Um die Vermietbarkeit der „Tanne“ macht sich Erdmann wenig Sorgen, eben wegen der hohen Nachfrage in der Altstadt. Selbst wenn ein Mietpreis von fünf Euro und damit etwas höher als in anderen geförderten Wohnungen angestrebt wird. Dafür erhalten die Mieter ein barrierearmes Haus mit Fahrstuhl, Laubengängen, Terrassen und Balkonen. Und auf dem Hof entstehen Parkplätze.

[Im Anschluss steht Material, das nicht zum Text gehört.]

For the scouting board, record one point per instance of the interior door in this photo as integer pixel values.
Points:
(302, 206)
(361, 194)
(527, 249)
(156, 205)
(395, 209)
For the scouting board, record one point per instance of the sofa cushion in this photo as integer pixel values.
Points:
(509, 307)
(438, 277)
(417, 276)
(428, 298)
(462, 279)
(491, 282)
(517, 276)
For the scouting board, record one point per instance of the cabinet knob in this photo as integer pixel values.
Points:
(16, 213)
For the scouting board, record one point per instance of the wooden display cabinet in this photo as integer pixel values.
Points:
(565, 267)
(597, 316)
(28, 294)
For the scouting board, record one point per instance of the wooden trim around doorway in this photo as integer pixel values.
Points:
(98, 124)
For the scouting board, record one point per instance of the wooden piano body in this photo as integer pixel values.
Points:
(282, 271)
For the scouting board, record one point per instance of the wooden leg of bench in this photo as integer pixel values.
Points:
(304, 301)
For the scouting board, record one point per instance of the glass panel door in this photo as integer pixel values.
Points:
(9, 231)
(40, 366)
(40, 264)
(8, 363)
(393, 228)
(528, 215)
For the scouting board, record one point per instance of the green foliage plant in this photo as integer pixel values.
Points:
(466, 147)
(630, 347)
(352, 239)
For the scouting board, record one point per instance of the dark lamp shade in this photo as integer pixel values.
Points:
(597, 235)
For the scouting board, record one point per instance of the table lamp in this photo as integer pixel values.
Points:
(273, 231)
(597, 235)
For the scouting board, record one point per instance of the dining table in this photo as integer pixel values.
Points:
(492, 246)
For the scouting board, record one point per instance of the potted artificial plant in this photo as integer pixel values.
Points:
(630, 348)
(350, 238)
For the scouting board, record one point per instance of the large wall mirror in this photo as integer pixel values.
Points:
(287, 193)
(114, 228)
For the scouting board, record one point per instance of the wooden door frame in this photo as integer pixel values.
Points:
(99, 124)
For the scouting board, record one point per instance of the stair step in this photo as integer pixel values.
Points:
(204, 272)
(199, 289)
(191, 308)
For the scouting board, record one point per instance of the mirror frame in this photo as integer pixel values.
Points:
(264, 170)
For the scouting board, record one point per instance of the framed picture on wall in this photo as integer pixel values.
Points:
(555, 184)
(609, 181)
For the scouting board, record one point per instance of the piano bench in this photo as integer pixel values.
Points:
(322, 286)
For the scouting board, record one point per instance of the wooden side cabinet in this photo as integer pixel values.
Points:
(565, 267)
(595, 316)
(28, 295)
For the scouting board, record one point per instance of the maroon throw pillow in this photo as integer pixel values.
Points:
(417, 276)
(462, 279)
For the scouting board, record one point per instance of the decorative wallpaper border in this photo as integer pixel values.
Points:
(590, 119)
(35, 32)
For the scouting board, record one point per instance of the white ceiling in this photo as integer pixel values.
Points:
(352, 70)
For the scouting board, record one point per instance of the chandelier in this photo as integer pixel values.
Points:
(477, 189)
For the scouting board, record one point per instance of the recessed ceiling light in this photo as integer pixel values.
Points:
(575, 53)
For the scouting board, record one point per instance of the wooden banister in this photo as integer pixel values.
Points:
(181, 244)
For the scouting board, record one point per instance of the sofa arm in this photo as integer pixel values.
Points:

Fünf Euro Obergrenze bei Mietpreisen

Fünf Euro sind bisher so ziemlich die Oberkante des Mietpreises in Osterwieck. Erdmann ist aber überzeugt, dass es eine Klientel gibt, die für entsprechende Wohnqualität auch noch etwas mehr bezahlen würde. So wie das direkt am Harzrand der Fall ist. „Wir haben in Osterwieck genügend bezahlbaren Wohnraum für eine breite Bevölkerungsschicht. Es gibt aber auch Wohnungssuchende, die sich etwas Moderneres und Hochwertigeres leisten können und möchten. Im Moment können wir sie nicht bedienen.“

Das sind Gedanken an das Übermorgen, bezogen auf den jetzigen Standort der beiden Plattenbauten Vor dem Kapellentor. Einen hat die Wohnungsgesellschaft schon aus der Bewirtschaftung genommen, für den anderen ist das nun auch vorgesehen. Von den 24 Wohnungen seien nur noch sieben belegt, stellt Erdmann fest. Wohnraum, der noch mit Kohle beheizt wird. „Wir sind im Gespräch mit den Mietern.“ Man möchte ihnen neue Wohnungen anbieten und durch weitere individuelle Gespräche Einvernehmen erzielen.

Das Ziel ist ganz klar der Abriss der beiden Gebäude, redet Silvio Erdmann nicht drumherum. Er setzt dabei auf das von der Stadt beantragte Sanierungsprojekt „Bahnhofstraße“, über das dieser Bereich entwickelt werden soll (Volksstimme berichtete am Donnerstag). „Man muss auch an die Zukunft denken.“

Hohe Altschulden belasten noch viele Jahre

Das Geld wird dabei natürlich eine wesentliche Rolle spielen. Abriss ist teuer und müsste gefördert werden, um ihn bezahlen zu können. Erdmann betont, dass trotz großer Vorhaben die laufende Instandhaltung weitergeht. 2017 und voraussichtlich auch 2018 habe das Unternehmen schwarze Zahlen geschrieben, ohne aber einen großen Überschuss zu erwirtschaften. „Wir möchten möglichst viel investieren.“ Darin bestehe Einvernehmen mit dem Gesellschafter, der Stadt Osterwieck. Wenngleich die Altschulden ein Noch-Mehr verhindern. Mehr als ein Drittel aller Verbindlichkeiten seien jene Altschulden aus DDR-Zeiten. „Und die laufen noch viele Jahre“, so Erdmann.